Fimela diperbarui 05 Feb 2018, 15:00 WIB

Secara umum, pagi hingga sore hari adalah waktu produktif tubuh, sedangkan malam adalah jadwalnya untuk tubuh tidur dan beristirahat. Namun beberapa profesi mengharuskan wanita bisa bekerja di malam hari, alias mengambil pekerjaan shift malam, seperti dokter dan perawat.

Hal ini tak mudah bagi para wanita, belum lagi ternyata kebiasaan kerja shift malam juga menyimpan risiko kesehatan, yaitu memicu kanker.
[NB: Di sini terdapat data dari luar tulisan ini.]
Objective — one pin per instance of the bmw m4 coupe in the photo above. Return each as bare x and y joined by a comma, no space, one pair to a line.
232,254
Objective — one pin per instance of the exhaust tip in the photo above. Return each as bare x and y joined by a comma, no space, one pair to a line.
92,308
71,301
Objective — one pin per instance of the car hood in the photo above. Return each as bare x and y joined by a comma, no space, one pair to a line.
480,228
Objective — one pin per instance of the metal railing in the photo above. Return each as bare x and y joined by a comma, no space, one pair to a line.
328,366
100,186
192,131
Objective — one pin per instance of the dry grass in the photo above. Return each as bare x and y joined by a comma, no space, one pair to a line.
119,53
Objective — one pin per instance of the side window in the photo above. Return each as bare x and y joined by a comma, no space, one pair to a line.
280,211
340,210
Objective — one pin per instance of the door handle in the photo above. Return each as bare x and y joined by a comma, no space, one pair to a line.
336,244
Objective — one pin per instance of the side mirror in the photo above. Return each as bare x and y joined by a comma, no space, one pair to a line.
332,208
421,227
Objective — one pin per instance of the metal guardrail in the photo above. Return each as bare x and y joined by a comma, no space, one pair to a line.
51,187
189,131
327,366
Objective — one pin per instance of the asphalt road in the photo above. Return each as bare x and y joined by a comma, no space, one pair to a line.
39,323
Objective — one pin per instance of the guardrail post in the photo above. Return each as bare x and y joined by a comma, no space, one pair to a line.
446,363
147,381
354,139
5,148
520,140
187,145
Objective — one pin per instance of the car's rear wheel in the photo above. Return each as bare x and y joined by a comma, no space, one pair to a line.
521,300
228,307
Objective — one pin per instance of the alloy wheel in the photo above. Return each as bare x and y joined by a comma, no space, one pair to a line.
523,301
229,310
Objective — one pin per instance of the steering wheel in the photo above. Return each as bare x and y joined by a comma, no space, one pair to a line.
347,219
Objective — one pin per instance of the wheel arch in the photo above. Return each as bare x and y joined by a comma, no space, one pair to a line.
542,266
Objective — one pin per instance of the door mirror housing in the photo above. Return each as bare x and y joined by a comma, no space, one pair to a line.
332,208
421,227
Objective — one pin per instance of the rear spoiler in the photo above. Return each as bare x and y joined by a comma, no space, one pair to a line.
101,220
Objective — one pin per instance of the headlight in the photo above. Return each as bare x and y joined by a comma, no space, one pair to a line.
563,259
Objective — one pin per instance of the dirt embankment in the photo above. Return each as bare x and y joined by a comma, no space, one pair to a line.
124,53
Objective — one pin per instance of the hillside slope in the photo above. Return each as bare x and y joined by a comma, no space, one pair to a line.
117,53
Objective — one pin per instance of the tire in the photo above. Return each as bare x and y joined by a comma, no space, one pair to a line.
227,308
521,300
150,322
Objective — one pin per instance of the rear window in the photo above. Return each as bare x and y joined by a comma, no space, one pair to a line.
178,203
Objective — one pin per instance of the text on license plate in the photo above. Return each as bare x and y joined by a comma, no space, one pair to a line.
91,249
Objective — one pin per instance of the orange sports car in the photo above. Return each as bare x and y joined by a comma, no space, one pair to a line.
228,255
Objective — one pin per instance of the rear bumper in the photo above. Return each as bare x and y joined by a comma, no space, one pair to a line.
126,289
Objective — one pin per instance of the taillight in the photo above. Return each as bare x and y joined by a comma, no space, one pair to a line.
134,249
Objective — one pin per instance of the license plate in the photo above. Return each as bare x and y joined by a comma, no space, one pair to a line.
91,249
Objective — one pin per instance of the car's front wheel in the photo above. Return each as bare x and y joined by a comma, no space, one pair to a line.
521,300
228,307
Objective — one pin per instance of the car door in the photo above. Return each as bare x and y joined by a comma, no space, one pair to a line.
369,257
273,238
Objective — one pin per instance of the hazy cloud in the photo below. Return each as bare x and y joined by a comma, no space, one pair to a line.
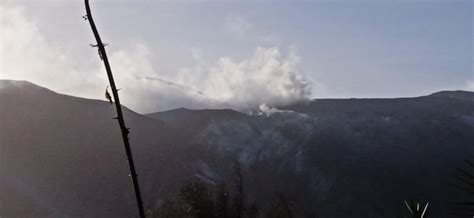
237,25
266,76
470,86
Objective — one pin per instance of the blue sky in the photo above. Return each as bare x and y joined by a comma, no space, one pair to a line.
342,48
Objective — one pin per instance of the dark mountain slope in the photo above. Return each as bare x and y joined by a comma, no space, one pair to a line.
61,156
345,157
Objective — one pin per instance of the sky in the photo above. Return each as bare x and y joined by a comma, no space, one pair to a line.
240,54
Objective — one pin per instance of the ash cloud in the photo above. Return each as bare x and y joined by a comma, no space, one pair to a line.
267,76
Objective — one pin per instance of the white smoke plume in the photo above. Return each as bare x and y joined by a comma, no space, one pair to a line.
266,76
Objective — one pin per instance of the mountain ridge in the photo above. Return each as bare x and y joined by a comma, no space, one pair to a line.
62,156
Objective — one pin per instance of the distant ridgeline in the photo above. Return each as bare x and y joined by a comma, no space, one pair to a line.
62,156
Penelitian dari American Association for Cancer Research (AACR), mengungkapkan bahwa wanita yang bekerja shift malam memiliki 19% risiko lebih tinggi terserang kanker. Kanker yang paling rentan adalah kanker payudara, kanker paru-paru, kulit dan gastrointestinal dibanding wanita yang tidak bekerja shift malam.

Di dalam penelitian juga menyebutkan bahwa profesi perawat menjadi yang paling besar risikonya terkena kanker payudara karena lebih sering mendapatkan jam kerja jaga malam hari. Perawat yang bekerja shift malam punya 58% lebih mengembangkan kanker payudara, 35% lebih mengembangkan kanker gastrointestinal dan sebanyak 28% kanker paru-paru.

Peneliti, Xuelei Ma, PhD, ahli onkologi Sichuan University, menyebutkan "Dengan mengintegrasikan secara sistematis dari data sebelumnya, kami menemukan bahwa kerja shift malam dikaitkan secara positif dengan beberapa kanker umum pada wanita. Hasil penelitian ini menunjukkan perlunya program perlindungan kesehatan bagi pekerja shift malam wanita jangka panjang."

Karena malam hari adalah waktu utama untuk istirahat, di mana tubuh akan meregenerasi sel-sel sehingga tetap bisa bekerja optimal esok harinya, kurang tidur di malam hari menyebabkan banyak ketidakseimbangan hormon dan metabolisme sehingga memicu lebih banyak penyakit, salah satunya adalah kanker. Jadi, jika kemungkinan bisa mengganti shift kerja, akan lebih baik tidak bekerja malam hari ya ladies.